Last year, a team led by Northwestern University researcher Neil Kelleher, published a paper describing an Orbitrap-based method for unbiased discovery and characterization of intact, endogenous protein complexes. That method used three stages of mass spec fragmentation: an MS1 stage to measure the mass spectrum of the intact protein complex they were analyzing, looking at one or more of its different charge states; an MS2 stage in which they used the mass spec's quadrupole to isolate one specific charge state and then ejected individual components of the complex into the HCD cell to be fragmented; and an MS3 in which the individual components were isolated via the quadrupole and identified and characterized.

They then took the data collected on the various subunits and pieced it back together to generate structural information about the complex as a whole.

The FTICR approach used by Loo and his colleagues, on the other hand, collects sequence information at the protein-complex level, which, the authors said, allows them to "directly link fragmentation mass spectra to the higher-order structure of the protein complexes."

Using FTICR allowed the researchers to explore a number of different fragmentation approaches, Loo said, noting that this was key to the work.

"This particular instrument is very versatile, and it gives you many options to put on these different kinds of methods for ion activation," he said. "We didn't know which method of activation would be best. For instance, certain types of complexes, because of the way that they're structured, because of the way that they form salt bonds that keep them very stable, you need a different method of activation in order to release those fragment ions. So, it was really a matter of having multiple methods of fragmentation that allowed us to get that kind of structural information that we were looking for."

In fact, Loo said, the success or lack thereof of particular fragmentation methods provides structural insights in and of itself.

"It points to a way, in the future, that when one has an unknown complex, stepping through the different forms of activation [and seeing which are effective] can give additional information about how that complex might be put together," he said. "One could almost set up a flowchart. Try this method first. If that doesn't fragment, then move on to this method. If it does fragment, that must be because [of a given structural feature]."
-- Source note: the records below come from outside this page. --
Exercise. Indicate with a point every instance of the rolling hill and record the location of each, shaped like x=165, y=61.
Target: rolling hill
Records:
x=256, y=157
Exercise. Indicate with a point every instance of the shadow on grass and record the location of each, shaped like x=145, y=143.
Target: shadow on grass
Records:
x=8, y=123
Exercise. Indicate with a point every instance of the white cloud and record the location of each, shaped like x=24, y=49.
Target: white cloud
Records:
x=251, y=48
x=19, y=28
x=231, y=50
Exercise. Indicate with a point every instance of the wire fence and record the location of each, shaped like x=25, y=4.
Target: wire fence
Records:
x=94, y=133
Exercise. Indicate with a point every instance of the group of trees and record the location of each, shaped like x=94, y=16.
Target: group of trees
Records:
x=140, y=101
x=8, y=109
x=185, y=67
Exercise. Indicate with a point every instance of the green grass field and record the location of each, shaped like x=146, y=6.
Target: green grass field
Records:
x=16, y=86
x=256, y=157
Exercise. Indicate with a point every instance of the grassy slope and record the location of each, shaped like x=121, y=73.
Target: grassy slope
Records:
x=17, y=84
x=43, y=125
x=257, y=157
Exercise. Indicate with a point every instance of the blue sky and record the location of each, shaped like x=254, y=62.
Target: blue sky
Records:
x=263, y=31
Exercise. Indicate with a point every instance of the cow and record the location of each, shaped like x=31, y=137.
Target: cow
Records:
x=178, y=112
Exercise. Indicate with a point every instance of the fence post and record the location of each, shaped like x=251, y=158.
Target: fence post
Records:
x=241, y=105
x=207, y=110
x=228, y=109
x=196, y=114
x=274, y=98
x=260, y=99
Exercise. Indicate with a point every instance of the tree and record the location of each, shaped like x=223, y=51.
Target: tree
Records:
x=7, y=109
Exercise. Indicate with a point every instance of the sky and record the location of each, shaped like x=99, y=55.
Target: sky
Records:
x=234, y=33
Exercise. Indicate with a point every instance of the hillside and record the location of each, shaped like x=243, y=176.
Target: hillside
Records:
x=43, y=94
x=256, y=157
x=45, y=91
"Rather than going to crystallography or cryo-[electron microscopy], you could go through this flowchart to get some really unique spatial information before you go on to the other higher-resolution structural techniques that people use today," he said.

In terms of practical applications, Loo cited work his lab had done in Alzheimer's investigating a compound that appears to inhibit aggregation of the amyloid plaques characteristic of the disease.

"This ligand binds to the protein, and it prevents the protein from aggregating," he said. "We've been trying to understand how this ligand binds to the protein, and we've published several papers on using the [mass spec] technique to locate where that ligand is binding on the protein."

"These proteins don't crystallize very well, and so our information is very unique," he added. "It gives the people who are developing that compound a handle on what amino acids, what structures of amino acids, this ligand binds to. And perhaps we could use that for modeling efforts to understand how the drug actually prevents aggregation in those kinds of neurological diseases."

Such an approach is generally applicable, Loo suggested. "I can see pharmaceutical companies using this technique to pinpoint ligand-binding, to see where a small molecule drug binds on their [target] protein."

"We haven't considered therapeutic proteins like antibodies yet, but I could see that coming as well," he added.

Loo noted that while the study focused on FTICR, he expects Orbitraps, due to their much smaller footprint and greater simplicity of maintenance and operation, will probably become the instrument of choice for such work as Thermo Fisher Scientific and collaborating researchers continue to add to fragmentation methods to these machines.

"Orbitraps, once they become more flexible with respect to the users' needs [with regard to native mass spec], will probably be the way to go," he said. "But I don't want to shove FTICRs under the rug yet."